Create Custom Grid World Environments

A custom grid world environment is a MATLAB^® environment featuring a generic two-dimensional grid with actions, observations, rewards, dynamics, and optional obstacles and terminal states that are mostly left for you to define. As in any grid world environment, the goal of the agent is to move in a way to maximize its expected discounted cumulative long-term reward.

Grid world environments are a special case of Markov Decision Process (MDP) environments. An MDP is a discrete time stochastic control process. It provides a mathematical framework for modeling decision making in situations where outcomes are partly random and partly under the control of the decision maker. In a grid world environment, the state represents a position in a two-dimensional grid, while the action represents a move from the current position to the next, which an agent might attempt. To create a custom MDP environment, see Markov Decision Process (MDP) Environments, createMDP, and rlMDPEnv.

Basic 5-by-5 grid world with the agent indicated by a red circle in the top left corner, the terminal location indicated by a blue square in the bottom right corner, and four obstacle squares indicated by black squares in the middle.

You can use a custom grid world environment to analyze the behavior of different discrete-time agents on custom grid worlds, and to explore reinforcement learning concepts. For example, many common benchmark reinforcement learning problems are grid world problems, and you can study them with Reinforcement Learning Toolbox™ by creating a custom grid world environments.

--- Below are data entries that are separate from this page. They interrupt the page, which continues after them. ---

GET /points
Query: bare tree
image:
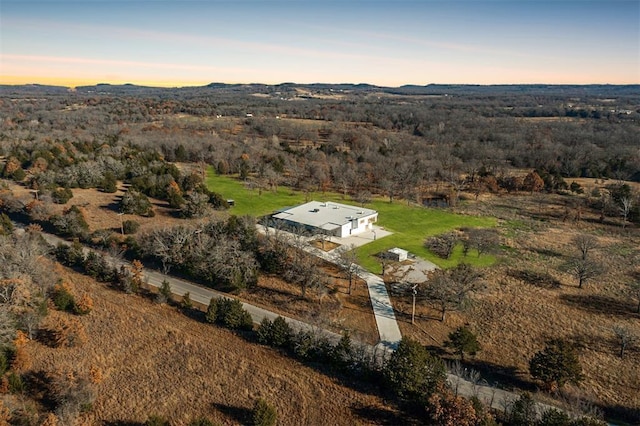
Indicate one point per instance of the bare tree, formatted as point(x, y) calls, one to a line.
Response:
point(585, 244)
point(583, 267)
point(625, 336)
point(347, 260)
point(633, 290)
point(584, 270)
point(626, 204)
point(449, 289)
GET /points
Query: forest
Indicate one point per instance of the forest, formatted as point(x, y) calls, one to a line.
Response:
point(543, 255)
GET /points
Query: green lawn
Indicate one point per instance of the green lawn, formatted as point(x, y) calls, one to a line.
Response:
point(410, 224)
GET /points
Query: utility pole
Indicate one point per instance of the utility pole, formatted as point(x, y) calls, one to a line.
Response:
point(121, 223)
point(414, 289)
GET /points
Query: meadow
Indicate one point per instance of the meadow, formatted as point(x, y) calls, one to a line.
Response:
point(410, 224)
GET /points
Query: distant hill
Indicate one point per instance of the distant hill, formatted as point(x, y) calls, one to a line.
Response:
point(604, 90)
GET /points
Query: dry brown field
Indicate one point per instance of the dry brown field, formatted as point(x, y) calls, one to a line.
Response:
point(150, 359)
point(515, 314)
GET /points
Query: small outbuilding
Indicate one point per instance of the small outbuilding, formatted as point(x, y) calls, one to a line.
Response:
point(397, 254)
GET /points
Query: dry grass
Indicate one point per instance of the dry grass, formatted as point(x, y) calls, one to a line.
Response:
point(154, 360)
point(516, 314)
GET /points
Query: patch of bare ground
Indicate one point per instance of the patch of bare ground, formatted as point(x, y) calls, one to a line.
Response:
point(530, 298)
point(333, 308)
point(154, 360)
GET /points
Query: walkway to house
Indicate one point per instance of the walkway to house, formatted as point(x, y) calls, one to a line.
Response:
point(496, 398)
point(388, 329)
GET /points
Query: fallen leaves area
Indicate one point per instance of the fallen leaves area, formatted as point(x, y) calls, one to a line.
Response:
point(529, 298)
point(332, 308)
point(152, 359)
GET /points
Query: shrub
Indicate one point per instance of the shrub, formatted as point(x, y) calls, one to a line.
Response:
point(275, 333)
point(72, 255)
point(109, 183)
point(130, 227)
point(62, 298)
point(164, 293)
point(202, 421)
point(442, 245)
point(19, 175)
point(84, 305)
point(61, 195)
point(156, 420)
point(309, 346)
point(4, 361)
point(16, 384)
point(412, 372)
point(264, 414)
point(232, 315)
point(556, 364)
point(342, 354)
point(553, 417)
point(212, 311)
point(523, 412)
point(186, 303)
point(96, 266)
point(463, 340)
point(68, 333)
point(135, 202)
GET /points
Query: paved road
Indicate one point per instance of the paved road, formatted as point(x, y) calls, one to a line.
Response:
point(385, 317)
point(497, 398)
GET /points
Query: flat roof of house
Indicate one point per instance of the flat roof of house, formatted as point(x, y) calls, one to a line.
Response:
point(324, 215)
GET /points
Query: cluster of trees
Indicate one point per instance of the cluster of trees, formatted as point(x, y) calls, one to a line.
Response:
point(218, 253)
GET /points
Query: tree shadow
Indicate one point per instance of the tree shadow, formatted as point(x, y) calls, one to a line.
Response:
point(619, 413)
point(598, 304)
point(535, 278)
point(505, 377)
point(547, 252)
point(241, 415)
point(382, 416)
point(113, 206)
point(39, 385)
point(47, 337)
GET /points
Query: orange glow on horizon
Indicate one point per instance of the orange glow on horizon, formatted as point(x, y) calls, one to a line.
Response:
point(75, 82)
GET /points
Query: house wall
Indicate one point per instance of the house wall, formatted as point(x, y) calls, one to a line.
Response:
point(364, 224)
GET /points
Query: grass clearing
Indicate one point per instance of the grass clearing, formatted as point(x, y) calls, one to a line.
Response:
point(410, 224)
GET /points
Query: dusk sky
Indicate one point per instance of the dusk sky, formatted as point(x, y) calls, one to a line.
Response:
point(391, 42)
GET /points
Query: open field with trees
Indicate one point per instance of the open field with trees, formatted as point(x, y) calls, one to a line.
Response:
point(526, 197)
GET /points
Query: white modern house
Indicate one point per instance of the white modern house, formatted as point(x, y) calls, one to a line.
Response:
point(335, 219)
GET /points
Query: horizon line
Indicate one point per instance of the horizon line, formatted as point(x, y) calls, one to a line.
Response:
point(172, 85)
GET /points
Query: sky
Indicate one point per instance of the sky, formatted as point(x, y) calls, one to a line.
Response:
point(383, 42)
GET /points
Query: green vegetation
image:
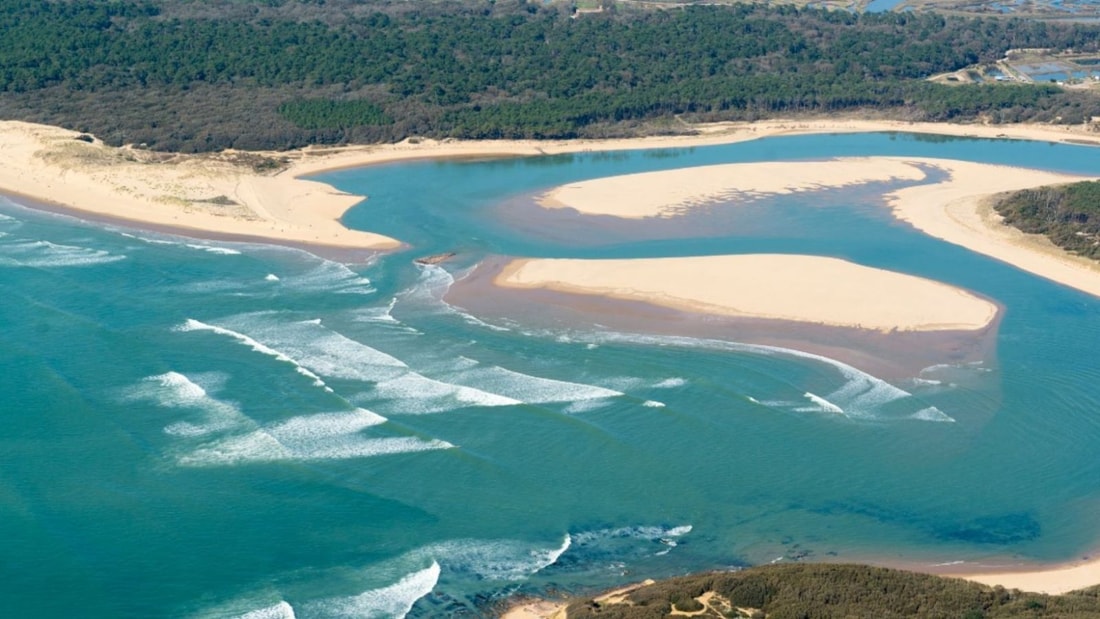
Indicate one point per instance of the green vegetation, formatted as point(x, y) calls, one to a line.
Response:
point(825, 592)
point(182, 75)
point(1068, 214)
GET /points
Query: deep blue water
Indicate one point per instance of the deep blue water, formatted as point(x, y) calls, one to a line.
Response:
point(198, 429)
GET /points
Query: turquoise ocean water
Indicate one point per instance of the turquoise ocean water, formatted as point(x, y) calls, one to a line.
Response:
point(202, 429)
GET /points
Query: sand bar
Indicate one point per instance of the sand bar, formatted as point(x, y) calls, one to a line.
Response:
point(674, 191)
point(1055, 579)
point(811, 289)
point(958, 211)
point(213, 195)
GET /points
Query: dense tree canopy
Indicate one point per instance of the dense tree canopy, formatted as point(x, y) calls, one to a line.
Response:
point(184, 75)
point(1068, 214)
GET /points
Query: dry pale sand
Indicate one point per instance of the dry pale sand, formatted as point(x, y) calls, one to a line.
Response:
point(811, 289)
point(200, 194)
point(958, 211)
point(674, 191)
point(1053, 581)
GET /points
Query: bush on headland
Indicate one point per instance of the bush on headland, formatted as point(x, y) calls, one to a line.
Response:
point(183, 75)
point(1067, 214)
point(827, 592)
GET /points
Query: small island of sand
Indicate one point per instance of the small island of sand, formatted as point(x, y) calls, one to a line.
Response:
point(212, 195)
point(956, 209)
point(811, 289)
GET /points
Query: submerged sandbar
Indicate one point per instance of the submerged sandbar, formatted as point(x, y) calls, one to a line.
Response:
point(811, 289)
point(672, 191)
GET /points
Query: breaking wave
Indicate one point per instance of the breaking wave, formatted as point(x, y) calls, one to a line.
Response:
point(44, 254)
point(386, 603)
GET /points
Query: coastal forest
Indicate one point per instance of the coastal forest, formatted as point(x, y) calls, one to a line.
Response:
point(827, 592)
point(1067, 214)
point(198, 76)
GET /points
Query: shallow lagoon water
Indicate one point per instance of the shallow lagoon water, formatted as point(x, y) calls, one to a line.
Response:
point(205, 429)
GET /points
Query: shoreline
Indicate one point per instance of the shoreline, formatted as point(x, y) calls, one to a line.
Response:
point(110, 187)
point(767, 287)
point(1057, 578)
point(211, 195)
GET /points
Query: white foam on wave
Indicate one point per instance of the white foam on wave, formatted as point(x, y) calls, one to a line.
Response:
point(495, 560)
point(45, 254)
point(319, 351)
point(193, 324)
point(415, 394)
point(329, 277)
point(861, 396)
point(212, 249)
point(821, 404)
point(173, 389)
point(180, 243)
point(377, 314)
point(394, 601)
point(651, 533)
point(932, 413)
point(327, 435)
point(281, 610)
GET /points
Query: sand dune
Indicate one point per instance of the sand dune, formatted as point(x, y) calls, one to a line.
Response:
point(812, 289)
point(216, 194)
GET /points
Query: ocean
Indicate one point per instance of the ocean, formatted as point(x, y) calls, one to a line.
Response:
point(210, 429)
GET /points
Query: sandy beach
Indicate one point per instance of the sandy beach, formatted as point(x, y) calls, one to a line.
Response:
point(812, 289)
point(222, 195)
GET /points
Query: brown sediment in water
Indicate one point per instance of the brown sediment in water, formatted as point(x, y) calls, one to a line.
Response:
point(893, 355)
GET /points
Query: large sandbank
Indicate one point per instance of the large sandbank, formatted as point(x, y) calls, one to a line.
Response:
point(956, 210)
point(220, 195)
point(674, 191)
point(813, 289)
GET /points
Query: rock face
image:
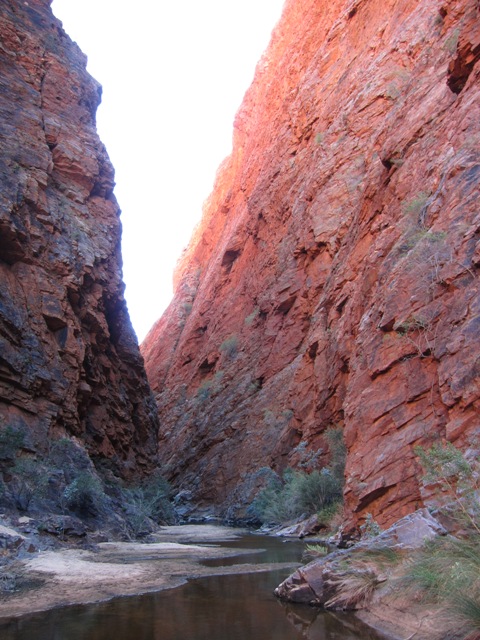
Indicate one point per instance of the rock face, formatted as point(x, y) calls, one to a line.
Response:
point(69, 360)
point(334, 277)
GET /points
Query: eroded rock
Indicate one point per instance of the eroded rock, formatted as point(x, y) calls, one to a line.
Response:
point(69, 360)
point(333, 280)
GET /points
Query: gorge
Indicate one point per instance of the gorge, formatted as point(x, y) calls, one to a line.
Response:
point(331, 284)
point(333, 280)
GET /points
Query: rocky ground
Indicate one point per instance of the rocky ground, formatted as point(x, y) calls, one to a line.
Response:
point(60, 577)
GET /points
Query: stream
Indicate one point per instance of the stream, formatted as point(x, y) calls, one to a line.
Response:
point(224, 607)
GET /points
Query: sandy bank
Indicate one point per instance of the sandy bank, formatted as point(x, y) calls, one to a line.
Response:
point(76, 576)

To create a custom grid world environment:

Create the grid world object.
Configure the grid world object.
Use the grid world object to create your environment.

To load a grid world environment with predefined actions, observations, rewards, and dynamics, see Load Predefined Grid World Environments.

Create Grid World Object

You can create your own grid world model using the createGridWorld function. Specify the grid size when creating the GridWorld object.

For example, at the MATLAB command line, type:

GW = createGridWorld(6,6,"Standard")

GW = 

  GridWorld with properties:

                GridSize: [6 6]
            CurrentState: "[1,1]"
                  States: [36×1 string]
                 Actions: [4×1 string]
                       T: [36×36×4 double]
                       R: [36×36×4 double]
          ObstacleStates: [0×1 string]
          TerminalStates: [0×1 string]
    ProbabilityTolerance: 8.8818e-16

Note

The grid world model GW is a GridWorld object, not an environment object. You must later create an rlMDPEnv environment object from GW.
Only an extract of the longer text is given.